This is a tremendous start! Wolfgang, thanks for updating the "Rackabello" link. The title variants are fascinating in and of themselves. Thanks, Masato. What would we do without Bronson? Any chance this collection is ever going to be republished? Thanks, Guest. And MMario, thanks for the Child collection! According to my edition - Dover, 1965 - you've included all of them. This gives us an excellent reference point.
I would be interested in paying particular attention to where the various versions come from geographically, and to the possibility of tracing some lineages for particular versions.
Since I grew up in Maryville, Tennessee, I'm partial to Sam Harmon's "Wild Boar", listed above in the DT links. It was recorded from the singing of Sam Harmon near Maryville, in 1939, by Herbert Halpert for the Library of Congress. You can listen to it on a cassette available from the Library of Congress (L57) CHILD BALLADS TRADITIONAL IN THE UNITED STATES, Vol. I, edited by Betrand H. Bronson, A4.
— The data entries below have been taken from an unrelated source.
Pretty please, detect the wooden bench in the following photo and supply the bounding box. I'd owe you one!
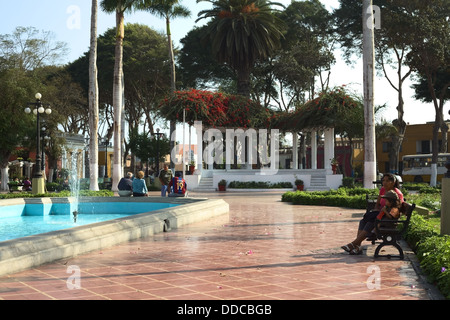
[373,202,415,260]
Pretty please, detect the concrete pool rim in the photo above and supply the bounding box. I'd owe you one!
[0,196,229,277]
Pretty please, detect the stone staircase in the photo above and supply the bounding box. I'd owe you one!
[193,177,215,192]
[307,175,330,191]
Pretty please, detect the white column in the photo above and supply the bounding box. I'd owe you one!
[311,130,317,170]
[246,138,253,170]
[292,132,298,169]
[194,121,203,173]
[225,129,232,170]
[270,129,279,172]
[323,128,335,174]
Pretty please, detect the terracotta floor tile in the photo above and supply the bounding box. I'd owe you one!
[0,192,437,300]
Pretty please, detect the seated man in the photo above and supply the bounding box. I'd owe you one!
[168,172,187,197]
[117,172,133,197]
[23,177,32,191]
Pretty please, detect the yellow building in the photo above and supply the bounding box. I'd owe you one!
[376,122,450,182]
[98,145,113,178]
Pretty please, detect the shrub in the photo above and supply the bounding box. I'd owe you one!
[281,190,367,209]
[46,182,61,192]
[228,181,292,189]
[0,190,114,199]
[342,177,355,188]
[404,215,440,251]
[404,214,450,299]
[415,235,450,299]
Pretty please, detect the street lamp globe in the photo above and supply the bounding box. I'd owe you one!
[38,106,45,113]
[24,107,31,114]
[45,108,52,115]
[35,93,42,100]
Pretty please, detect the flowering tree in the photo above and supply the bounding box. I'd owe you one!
[158,87,363,136]
[158,89,270,128]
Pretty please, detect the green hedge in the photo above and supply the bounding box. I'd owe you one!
[281,188,379,209]
[0,190,114,199]
[228,181,293,189]
[404,215,450,299]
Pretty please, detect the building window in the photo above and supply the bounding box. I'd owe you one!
[417,140,431,154]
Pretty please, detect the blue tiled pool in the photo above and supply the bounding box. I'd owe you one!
[0,202,179,242]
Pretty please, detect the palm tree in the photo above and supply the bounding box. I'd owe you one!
[196,0,285,97]
[137,0,191,172]
[100,0,138,191]
[89,0,100,191]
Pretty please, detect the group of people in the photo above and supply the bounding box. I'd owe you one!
[117,164,187,197]
[341,173,404,255]
[9,177,32,191]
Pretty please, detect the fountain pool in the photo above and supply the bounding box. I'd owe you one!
[0,196,229,277]
[0,201,180,242]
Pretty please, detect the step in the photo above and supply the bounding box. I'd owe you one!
[193,177,215,192]
[307,175,330,191]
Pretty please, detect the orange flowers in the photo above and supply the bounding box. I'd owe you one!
[241,3,259,14]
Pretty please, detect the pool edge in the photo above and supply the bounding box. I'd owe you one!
[0,197,229,277]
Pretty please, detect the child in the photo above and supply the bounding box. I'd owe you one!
[376,190,401,220]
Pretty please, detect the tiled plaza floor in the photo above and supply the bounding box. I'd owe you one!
[0,191,439,300]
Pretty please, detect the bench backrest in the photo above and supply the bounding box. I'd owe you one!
[400,202,415,221]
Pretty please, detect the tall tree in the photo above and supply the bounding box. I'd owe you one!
[137,0,191,173]
[100,0,138,191]
[274,0,335,110]
[0,27,68,191]
[67,24,172,175]
[402,0,450,186]
[196,0,285,97]
[89,0,100,191]
[334,0,414,174]
[362,0,377,188]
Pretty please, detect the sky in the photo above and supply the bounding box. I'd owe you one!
[1,0,439,129]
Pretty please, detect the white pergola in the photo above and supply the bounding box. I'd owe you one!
[184,123,342,191]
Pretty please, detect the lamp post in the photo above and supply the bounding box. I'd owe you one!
[103,137,109,178]
[41,129,50,171]
[24,93,51,194]
[155,128,164,176]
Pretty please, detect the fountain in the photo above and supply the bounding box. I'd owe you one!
[0,145,230,277]
[66,146,81,220]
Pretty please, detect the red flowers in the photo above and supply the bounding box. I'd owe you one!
[159,89,267,128]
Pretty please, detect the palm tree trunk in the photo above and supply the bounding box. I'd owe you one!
[362,0,377,189]
[112,9,124,191]
[89,0,100,191]
[167,16,176,173]
[237,65,251,98]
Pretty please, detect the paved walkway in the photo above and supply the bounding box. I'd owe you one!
[0,191,440,300]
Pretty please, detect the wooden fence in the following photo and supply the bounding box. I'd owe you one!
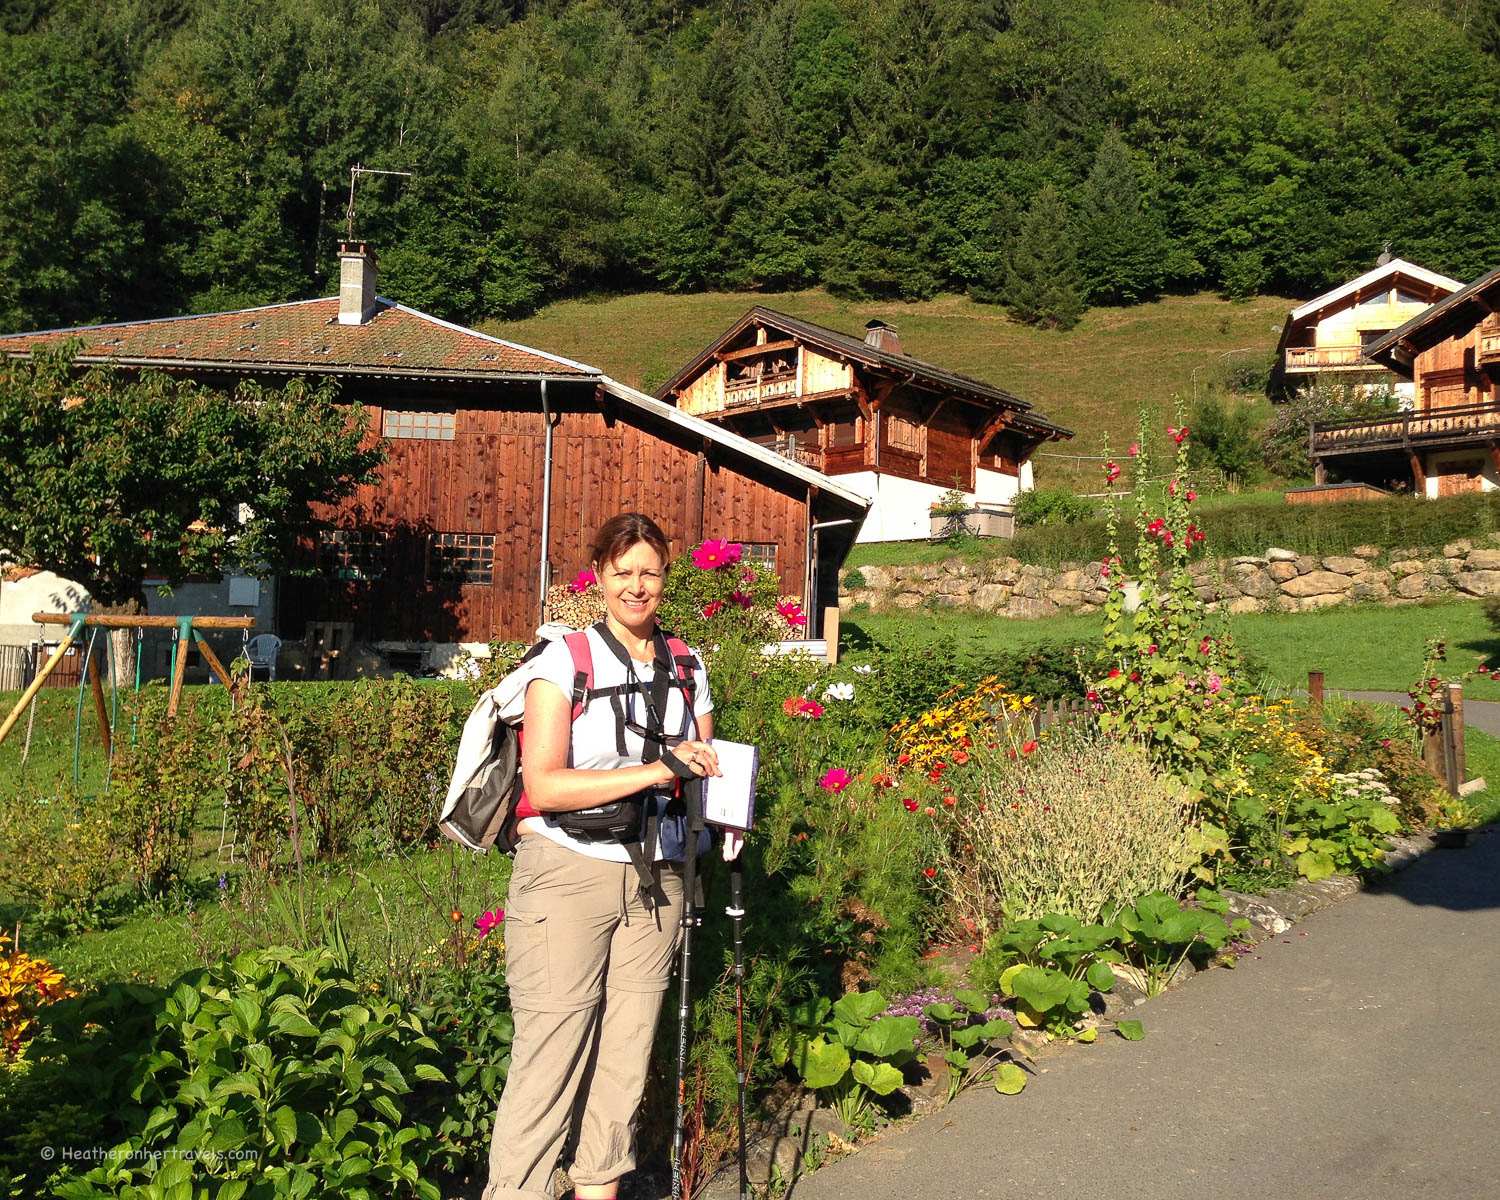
[0,642,83,692]
[1030,697,1094,736]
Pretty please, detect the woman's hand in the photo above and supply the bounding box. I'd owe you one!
[671,739,721,779]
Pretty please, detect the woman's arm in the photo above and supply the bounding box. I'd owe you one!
[522,678,717,813]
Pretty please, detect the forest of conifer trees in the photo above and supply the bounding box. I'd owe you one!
[2,0,1498,334]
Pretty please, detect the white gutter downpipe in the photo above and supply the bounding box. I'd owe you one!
[538,379,553,627]
[807,517,856,637]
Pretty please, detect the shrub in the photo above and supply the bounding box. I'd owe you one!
[931,731,1197,929]
[27,945,445,1198]
[1013,487,1100,527]
[1,933,74,1061]
[0,786,120,927]
[1186,392,1263,484]
[1260,381,1399,481]
[842,567,867,591]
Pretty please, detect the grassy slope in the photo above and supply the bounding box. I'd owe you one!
[483,290,1292,488]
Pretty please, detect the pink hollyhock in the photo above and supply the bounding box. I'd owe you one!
[1128,443,1139,456]
[1108,668,1122,678]
[701,601,723,619]
[1169,480,1178,498]
[567,569,596,594]
[475,909,504,937]
[820,768,853,793]
[730,590,753,610]
[1173,427,1189,444]
[1186,489,1197,502]
[1105,460,1120,483]
[693,539,744,570]
[777,599,807,626]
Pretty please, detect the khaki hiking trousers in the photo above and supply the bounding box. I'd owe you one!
[482,834,684,1200]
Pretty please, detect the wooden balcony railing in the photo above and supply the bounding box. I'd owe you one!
[724,372,799,407]
[1311,402,1500,455]
[1285,345,1371,371]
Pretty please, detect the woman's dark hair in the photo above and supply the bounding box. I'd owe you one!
[589,513,671,571]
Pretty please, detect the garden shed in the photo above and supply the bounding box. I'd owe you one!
[0,243,868,671]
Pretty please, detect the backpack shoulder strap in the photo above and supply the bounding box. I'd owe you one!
[563,630,594,720]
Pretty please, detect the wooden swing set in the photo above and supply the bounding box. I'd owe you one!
[0,611,257,753]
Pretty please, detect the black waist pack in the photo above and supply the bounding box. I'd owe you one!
[555,795,647,844]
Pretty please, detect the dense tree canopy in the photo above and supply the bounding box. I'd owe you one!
[0,348,385,611]
[2,0,1498,332]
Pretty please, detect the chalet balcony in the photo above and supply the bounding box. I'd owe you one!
[724,371,799,407]
[1311,401,1500,457]
[1285,345,1372,372]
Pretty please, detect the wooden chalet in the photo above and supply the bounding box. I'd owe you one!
[0,243,868,668]
[1326,263,1500,498]
[653,308,1072,541]
[1271,257,1463,405]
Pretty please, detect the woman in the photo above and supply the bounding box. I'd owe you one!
[483,513,733,1200]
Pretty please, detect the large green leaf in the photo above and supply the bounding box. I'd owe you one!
[271,1104,299,1150]
[1085,961,1117,992]
[1296,849,1337,882]
[832,991,888,1027]
[1115,1020,1146,1041]
[851,1059,904,1096]
[854,1015,921,1060]
[994,1063,1027,1094]
[793,1036,851,1090]
[1009,966,1072,1013]
[953,988,990,1014]
[923,1002,958,1025]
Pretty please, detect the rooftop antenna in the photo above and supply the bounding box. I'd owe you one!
[1376,240,1393,266]
[345,163,413,239]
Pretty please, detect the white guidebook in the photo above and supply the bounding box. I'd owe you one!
[703,739,758,831]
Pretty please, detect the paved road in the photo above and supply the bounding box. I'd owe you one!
[1335,690,1500,739]
[790,827,1500,1200]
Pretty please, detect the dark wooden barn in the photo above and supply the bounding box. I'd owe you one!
[0,243,868,657]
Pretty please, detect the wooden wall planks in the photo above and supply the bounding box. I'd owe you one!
[281,381,820,644]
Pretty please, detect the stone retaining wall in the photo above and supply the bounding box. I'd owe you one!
[840,536,1500,618]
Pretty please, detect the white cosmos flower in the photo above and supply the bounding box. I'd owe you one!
[823,682,855,702]
[852,665,875,675]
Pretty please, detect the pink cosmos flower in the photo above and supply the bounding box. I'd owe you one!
[475,909,504,937]
[567,569,596,594]
[777,599,807,626]
[820,768,853,793]
[701,601,723,619]
[693,539,744,571]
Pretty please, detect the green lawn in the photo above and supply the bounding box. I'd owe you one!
[843,598,1498,693]
[484,289,1292,489]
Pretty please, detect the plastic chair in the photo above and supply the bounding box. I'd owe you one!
[244,634,282,681]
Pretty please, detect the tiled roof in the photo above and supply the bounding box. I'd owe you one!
[0,297,598,380]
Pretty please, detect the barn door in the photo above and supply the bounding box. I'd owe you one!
[1435,458,1484,497]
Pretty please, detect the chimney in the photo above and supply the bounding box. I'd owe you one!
[338,240,379,325]
[864,319,903,355]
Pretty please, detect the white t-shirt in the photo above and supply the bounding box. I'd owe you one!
[519,626,715,862]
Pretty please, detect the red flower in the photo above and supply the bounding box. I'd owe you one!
[1021,739,1038,755]
[1173,427,1189,444]
[903,798,919,812]
[1086,690,1099,702]
[952,750,969,765]
[942,794,957,807]
[923,867,936,878]
[777,599,807,626]
[897,752,912,765]
[701,601,723,619]
[872,773,896,789]
[729,590,753,610]
[1108,668,1122,678]
[1105,460,1120,483]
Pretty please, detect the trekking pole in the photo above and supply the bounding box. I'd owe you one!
[728,862,748,1200]
[671,776,706,1200]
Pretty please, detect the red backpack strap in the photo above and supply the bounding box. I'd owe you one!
[663,634,701,736]
[563,630,594,720]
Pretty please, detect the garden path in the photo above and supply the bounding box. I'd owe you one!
[1335,690,1500,739]
[788,827,1500,1200]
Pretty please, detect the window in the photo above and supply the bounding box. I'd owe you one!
[741,542,778,574]
[828,416,859,447]
[383,410,455,440]
[428,532,495,584]
[318,529,388,580]
[887,413,923,453]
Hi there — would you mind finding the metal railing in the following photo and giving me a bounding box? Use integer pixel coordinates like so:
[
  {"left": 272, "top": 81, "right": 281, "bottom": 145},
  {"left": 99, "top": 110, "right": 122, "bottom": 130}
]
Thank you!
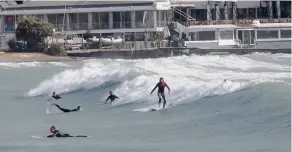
[
  {"left": 179, "top": 18, "right": 291, "bottom": 26},
  {"left": 172, "top": 7, "right": 196, "bottom": 21}
]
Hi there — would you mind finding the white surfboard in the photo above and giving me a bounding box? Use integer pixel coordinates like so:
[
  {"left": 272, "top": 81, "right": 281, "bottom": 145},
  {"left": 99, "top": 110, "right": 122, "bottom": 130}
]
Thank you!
[
  {"left": 133, "top": 104, "right": 175, "bottom": 112},
  {"left": 32, "top": 135, "right": 91, "bottom": 138},
  {"left": 32, "top": 136, "right": 44, "bottom": 139}
]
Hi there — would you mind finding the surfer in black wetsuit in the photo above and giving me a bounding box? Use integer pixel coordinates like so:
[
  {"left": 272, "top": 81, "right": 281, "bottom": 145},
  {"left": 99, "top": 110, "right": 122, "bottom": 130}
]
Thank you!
[
  {"left": 52, "top": 103, "right": 81, "bottom": 113},
  {"left": 47, "top": 126, "right": 86, "bottom": 138},
  {"left": 52, "top": 92, "right": 61, "bottom": 100},
  {"left": 150, "top": 77, "right": 171, "bottom": 108},
  {"left": 105, "top": 91, "right": 119, "bottom": 104}
]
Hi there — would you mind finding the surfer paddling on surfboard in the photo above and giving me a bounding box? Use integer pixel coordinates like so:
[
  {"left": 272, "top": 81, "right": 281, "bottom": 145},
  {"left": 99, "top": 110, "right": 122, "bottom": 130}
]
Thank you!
[
  {"left": 150, "top": 77, "right": 170, "bottom": 108},
  {"left": 47, "top": 126, "right": 87, "bottom": 138},
  {"left": 105, "top": 91, "right": 119, "bottom": 104},
  {"left": 52, "top": 103, "right": 81, "bottom": 113}
]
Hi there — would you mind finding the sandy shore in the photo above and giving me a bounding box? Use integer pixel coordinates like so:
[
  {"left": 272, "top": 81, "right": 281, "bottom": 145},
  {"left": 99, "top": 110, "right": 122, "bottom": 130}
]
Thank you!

!!!CAUTION!!! I ordered this from the Library of Congress by First Class Mail on December 20, 2001. I live about three and a half hours from Washington, D.C. I had a note this week from the LOC saying that they received my order on August 14, 2002. They say, "The long delay in responding to your order was due to the anthrax scare which attacked Capitol Hill in October, 2001. All first class mail delivery was stopped for several months." Fortunately, I called in February or so and found out what the problem was. They can't take phone or internet orders, so I had to FEDEX them my order and my check. They FEDEXed me right back with the tape. Don't try it by the normal mails, unless you can wait nine months or a year.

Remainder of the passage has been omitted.